Le ministère de la Santé en partenariat avec l’Unicef, l’Oms, la Croix-Rouge Française, Africa Cdc (Centre for disease control and prevention) et la Banque mondiale a organisé le 29 janvier dernier, à l’hôtel le Retaj, une formation des journalistes sur le rôle et les responsabilités des médias. Cet atelier avait pour objet de renforcer les capacités des journalistes pour mieux couvrir et faire face à la maladie Mpox afin d’endiguer sa propagation. A l’occasion les organisateurs ont rappelé le rôle que jouent les médias dans la communication des mesures de prévention et de lutte contre la maladie et la stigmatisation des personnes infectées. «Les journalistes doivent être vigilants, ils ne doivent jamais communiquer l’identité d’un cas», a indiqué docteur Faouzouz Ben Aboubacar, insistant sur le fait de rester neutre. 


«Concernant la situation actuelle de cette maladie en Union des Comores, nous avons six cas confirmés, quatre cas sont déjà guéris, deux cas hospitalisés, un cas au niveau de l’hôpital de Samba et un cas au niveau de l’hôpital de Bambao à Ndzuani et zéros décès», a-t-il déclaré, précisant que le Mpox est virale causée par le virus Monkeypox, découvert avec des singes de laboratoire au Danemark. Pour ce qui est de la propagation, docteur Faouzouz a indiqué que la maladie se transmet à partir du «contact direct avec les lésions cutanées, les sécrétions respiratoires, les rapports sexuels et les objets contaminés d’une personne infectée avec des animaux, tels que les rongeurs, les primates et les animaux sauvages, ou pendant la grossesse ou l’accouchement». 

Des préventions à suivre 

Le médecin a fait savoir que le virus affecte surtout les personnes vulnérables, notamment «les enfants de moins de 15 ans, qui représentent 60% des cas, les personnes immunodéprimées, Vih ou les personnes sous chimiothérapie, les femmes enceintes, mais également les personnes atteintes de maladies chroniques comme le cancer, les troubles hépatiques et le diabète». Pour les préventions de la maladie, docteur Faouzouz Ben Aboubacar a indiqué des précautions à prendre, à savoir «éviter les contacts avec les personnes infectées et les animaux sauvages ; se laver les mains fréquemment avec du savon et de l’eau ; utiliser des préservatifs lors des rapports sexuels ; éviter de partager les objets personnels, tels que les vêtements, les draps et les ustensiles». 

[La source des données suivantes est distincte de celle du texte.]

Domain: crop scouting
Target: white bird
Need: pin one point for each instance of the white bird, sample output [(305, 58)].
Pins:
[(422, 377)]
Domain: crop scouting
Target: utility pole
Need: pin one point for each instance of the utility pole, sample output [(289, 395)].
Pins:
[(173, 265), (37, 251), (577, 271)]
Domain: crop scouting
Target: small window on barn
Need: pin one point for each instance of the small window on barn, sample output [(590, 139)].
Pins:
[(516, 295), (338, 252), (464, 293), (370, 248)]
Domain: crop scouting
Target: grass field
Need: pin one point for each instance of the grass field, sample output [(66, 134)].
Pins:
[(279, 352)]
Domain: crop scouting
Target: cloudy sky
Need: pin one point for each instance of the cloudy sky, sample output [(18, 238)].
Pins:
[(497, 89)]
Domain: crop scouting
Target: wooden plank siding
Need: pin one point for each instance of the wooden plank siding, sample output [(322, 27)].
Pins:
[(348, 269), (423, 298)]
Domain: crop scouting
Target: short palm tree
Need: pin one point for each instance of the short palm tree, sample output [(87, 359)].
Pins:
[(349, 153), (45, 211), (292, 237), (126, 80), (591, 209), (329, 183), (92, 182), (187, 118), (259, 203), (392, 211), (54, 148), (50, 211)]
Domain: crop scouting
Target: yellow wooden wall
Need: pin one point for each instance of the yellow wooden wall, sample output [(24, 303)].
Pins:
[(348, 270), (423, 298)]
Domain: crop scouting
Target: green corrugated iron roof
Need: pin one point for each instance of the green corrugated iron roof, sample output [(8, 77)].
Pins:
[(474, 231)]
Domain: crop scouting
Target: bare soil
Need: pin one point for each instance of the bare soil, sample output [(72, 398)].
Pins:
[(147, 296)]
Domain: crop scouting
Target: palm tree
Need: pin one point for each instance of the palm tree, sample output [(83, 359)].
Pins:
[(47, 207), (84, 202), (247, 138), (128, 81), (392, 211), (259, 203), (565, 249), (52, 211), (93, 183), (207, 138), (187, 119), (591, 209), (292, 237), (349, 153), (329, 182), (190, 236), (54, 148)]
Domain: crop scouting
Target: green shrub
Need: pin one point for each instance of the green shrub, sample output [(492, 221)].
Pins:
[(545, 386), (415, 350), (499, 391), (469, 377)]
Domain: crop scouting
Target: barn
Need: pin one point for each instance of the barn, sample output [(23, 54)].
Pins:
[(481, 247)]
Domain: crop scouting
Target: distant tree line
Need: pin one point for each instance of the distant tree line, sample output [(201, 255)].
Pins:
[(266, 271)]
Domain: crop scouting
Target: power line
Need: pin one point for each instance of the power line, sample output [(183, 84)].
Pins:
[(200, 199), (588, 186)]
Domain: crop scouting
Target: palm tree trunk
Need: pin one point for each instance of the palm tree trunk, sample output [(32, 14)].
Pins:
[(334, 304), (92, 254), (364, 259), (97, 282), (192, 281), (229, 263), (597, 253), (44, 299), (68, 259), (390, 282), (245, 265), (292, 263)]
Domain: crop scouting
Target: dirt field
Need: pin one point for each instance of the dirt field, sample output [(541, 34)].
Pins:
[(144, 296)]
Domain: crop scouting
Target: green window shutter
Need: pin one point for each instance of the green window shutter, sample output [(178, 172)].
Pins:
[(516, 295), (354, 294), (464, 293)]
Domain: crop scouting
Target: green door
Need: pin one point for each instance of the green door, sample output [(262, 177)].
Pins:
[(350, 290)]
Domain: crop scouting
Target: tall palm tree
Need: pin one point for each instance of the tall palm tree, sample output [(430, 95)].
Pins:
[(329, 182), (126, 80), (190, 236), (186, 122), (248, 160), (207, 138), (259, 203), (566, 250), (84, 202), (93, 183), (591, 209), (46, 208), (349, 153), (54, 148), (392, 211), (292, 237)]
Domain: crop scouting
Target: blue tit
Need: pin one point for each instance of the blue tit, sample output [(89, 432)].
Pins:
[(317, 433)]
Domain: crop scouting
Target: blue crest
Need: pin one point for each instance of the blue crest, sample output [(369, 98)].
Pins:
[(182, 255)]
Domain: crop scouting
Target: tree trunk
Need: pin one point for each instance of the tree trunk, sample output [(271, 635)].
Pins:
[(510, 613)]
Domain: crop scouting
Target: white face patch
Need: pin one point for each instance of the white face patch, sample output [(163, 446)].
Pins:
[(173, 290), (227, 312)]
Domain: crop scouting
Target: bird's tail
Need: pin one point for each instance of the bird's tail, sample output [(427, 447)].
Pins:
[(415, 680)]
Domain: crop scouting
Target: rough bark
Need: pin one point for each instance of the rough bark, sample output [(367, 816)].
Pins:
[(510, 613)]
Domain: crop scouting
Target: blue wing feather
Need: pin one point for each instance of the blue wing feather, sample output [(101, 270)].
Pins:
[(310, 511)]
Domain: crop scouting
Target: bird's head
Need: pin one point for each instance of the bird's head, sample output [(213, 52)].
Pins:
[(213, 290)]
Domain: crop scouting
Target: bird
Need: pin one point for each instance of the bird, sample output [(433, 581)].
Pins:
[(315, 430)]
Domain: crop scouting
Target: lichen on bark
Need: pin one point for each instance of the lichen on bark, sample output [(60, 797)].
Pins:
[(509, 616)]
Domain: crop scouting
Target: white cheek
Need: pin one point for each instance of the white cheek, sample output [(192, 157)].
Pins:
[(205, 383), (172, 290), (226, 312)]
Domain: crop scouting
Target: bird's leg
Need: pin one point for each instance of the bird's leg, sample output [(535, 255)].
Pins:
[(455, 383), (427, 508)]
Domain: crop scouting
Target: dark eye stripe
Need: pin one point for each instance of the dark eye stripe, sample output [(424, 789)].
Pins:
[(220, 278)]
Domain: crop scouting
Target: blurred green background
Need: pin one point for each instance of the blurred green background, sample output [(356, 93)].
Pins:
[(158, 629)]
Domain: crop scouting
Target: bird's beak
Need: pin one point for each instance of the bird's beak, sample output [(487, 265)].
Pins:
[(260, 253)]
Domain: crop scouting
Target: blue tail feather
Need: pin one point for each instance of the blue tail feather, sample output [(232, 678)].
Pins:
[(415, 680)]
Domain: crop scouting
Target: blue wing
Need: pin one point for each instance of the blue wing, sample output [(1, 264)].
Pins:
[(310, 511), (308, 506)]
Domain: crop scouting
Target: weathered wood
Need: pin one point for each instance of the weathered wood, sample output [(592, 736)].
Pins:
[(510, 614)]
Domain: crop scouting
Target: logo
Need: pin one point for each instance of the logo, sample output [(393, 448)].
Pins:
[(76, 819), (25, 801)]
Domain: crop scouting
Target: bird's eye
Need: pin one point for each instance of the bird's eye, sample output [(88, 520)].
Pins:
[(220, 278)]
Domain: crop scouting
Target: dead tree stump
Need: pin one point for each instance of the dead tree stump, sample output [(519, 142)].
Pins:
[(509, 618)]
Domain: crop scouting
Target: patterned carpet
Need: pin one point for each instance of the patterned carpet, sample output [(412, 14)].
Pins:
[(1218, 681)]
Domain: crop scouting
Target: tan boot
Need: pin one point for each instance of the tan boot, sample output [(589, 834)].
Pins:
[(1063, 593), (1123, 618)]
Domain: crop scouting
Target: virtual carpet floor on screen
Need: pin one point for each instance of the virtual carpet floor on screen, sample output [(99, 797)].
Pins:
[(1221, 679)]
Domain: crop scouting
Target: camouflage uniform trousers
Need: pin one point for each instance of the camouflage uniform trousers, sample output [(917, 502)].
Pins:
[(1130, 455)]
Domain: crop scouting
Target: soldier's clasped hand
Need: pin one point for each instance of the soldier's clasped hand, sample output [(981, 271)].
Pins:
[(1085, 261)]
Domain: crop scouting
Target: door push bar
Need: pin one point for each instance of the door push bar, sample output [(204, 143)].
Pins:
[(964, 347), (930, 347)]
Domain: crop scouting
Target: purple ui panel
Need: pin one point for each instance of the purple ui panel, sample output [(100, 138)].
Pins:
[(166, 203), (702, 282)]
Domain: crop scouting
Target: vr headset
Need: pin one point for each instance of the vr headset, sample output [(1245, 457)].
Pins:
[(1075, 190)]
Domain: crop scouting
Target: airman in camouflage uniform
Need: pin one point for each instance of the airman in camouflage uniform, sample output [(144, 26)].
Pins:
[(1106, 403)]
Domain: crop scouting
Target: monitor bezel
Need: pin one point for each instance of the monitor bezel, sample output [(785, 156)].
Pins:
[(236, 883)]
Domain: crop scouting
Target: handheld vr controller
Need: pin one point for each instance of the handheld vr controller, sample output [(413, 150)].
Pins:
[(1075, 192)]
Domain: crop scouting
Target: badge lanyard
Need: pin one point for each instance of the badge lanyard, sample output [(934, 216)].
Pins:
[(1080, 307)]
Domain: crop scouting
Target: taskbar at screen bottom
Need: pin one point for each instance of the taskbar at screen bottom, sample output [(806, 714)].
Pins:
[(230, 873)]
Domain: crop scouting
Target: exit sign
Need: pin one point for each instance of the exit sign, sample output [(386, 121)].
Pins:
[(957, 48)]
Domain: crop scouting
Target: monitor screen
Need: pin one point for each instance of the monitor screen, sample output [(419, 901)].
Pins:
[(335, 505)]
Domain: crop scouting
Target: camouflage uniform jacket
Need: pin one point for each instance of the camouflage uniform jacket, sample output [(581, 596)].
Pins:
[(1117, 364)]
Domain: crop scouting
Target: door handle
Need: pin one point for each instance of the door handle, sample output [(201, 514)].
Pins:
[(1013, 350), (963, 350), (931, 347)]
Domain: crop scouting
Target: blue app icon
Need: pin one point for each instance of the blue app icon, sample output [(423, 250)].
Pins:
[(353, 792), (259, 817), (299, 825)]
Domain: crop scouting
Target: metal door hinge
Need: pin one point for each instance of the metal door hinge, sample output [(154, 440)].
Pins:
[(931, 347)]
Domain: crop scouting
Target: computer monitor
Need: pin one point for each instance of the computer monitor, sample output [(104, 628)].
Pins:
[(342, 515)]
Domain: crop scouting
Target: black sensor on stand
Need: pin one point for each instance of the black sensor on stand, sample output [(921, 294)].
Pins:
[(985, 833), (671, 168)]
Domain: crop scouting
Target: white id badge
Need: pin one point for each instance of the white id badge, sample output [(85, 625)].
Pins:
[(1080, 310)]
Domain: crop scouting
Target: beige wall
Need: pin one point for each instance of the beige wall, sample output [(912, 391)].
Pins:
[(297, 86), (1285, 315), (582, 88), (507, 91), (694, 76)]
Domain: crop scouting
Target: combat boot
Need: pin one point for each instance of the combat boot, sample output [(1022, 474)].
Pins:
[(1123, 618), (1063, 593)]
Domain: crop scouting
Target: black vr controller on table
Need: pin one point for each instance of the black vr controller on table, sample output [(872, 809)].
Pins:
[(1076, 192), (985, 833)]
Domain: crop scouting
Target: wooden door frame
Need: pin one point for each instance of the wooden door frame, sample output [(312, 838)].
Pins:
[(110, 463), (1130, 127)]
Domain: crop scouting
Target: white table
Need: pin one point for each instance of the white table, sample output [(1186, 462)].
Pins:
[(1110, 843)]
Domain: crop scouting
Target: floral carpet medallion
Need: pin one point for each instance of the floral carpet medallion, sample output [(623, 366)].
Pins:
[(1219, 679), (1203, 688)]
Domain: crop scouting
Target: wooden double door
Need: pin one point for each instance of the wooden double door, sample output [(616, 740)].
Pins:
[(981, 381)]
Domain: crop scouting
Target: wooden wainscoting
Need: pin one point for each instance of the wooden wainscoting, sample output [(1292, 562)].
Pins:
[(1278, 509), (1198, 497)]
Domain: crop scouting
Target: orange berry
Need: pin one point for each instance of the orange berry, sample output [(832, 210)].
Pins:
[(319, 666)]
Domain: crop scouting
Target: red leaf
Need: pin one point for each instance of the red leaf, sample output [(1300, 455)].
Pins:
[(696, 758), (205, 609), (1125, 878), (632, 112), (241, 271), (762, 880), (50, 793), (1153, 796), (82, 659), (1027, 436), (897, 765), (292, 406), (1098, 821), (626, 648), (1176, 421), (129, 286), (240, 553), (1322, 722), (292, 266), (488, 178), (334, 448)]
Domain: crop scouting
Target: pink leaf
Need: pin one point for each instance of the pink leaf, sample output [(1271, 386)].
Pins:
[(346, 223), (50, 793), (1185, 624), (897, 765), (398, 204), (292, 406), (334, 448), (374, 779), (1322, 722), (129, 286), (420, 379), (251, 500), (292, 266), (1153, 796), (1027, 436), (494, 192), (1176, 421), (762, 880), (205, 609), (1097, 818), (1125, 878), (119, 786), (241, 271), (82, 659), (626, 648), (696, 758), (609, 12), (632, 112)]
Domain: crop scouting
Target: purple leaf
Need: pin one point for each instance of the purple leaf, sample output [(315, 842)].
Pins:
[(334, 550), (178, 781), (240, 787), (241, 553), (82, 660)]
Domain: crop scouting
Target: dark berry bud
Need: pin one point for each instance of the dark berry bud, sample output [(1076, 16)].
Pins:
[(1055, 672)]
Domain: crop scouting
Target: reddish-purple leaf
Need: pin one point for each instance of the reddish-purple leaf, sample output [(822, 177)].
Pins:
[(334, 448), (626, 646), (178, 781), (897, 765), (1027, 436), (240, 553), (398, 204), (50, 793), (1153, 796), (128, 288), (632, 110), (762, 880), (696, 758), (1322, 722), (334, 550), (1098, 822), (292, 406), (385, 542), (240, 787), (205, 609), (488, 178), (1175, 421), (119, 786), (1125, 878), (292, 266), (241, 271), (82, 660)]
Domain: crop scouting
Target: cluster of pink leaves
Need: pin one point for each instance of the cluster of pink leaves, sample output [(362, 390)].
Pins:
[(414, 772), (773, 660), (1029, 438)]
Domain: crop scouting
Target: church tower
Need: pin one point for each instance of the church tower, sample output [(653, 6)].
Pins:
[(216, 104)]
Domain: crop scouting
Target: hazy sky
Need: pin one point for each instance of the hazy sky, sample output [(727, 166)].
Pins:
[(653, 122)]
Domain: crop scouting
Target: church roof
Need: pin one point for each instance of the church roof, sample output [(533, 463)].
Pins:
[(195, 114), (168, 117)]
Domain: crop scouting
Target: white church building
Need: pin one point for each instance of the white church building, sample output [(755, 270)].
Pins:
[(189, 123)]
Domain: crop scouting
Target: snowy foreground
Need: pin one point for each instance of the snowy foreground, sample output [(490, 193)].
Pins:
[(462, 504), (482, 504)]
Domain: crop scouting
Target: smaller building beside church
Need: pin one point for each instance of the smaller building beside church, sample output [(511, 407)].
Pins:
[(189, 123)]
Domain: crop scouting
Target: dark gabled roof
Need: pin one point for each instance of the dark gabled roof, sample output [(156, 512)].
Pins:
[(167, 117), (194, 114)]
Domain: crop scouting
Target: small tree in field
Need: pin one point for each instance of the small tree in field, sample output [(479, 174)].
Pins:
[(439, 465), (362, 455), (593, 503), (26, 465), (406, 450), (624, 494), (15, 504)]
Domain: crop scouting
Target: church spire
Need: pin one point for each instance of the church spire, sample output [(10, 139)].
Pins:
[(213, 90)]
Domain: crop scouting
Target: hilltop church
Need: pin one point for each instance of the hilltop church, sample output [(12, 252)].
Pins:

En cas de contamination, la personne infectée doit porter des équipements de protection (gants, masques), désinfecter les surfaces et les objets contaminés, éviter les lieux de rassemblements, surveiller la température, éviter l’automédication. Il faut également appeler le 1717 pour une orientation rapide. Le médecin propose de se faire vacciner pour s’offrir une protection contre la variole de singe, Mpox. S’agissant de la période d’incubation du virus, le médecin explique qu’elle varie généralement entre 5 et 21 jours à partir «des signes comme une fièvre supérieure ou égale à 38°, une éruption vésiculo-pustuleuse prédominant à la face, aux paumes des mains ou au moins cinq cicatrices de type variolique». On peut, selon lui, avoir des maux de tête, fatigue intense, mal au dos, douleurs musculaires, douleurs corporelles, gonflement des ganglions, fièvre avec éruption cutanées prédominant à la face, également aux paumes des mains et plantes des pieds. Pour clôturer, le directeur de la promotion de la Santé (Dps), Ahmed Saïd Ali, a tenu à remercier les journalistes pour le bon travail qu’ils font au cours de cette période de turbulence.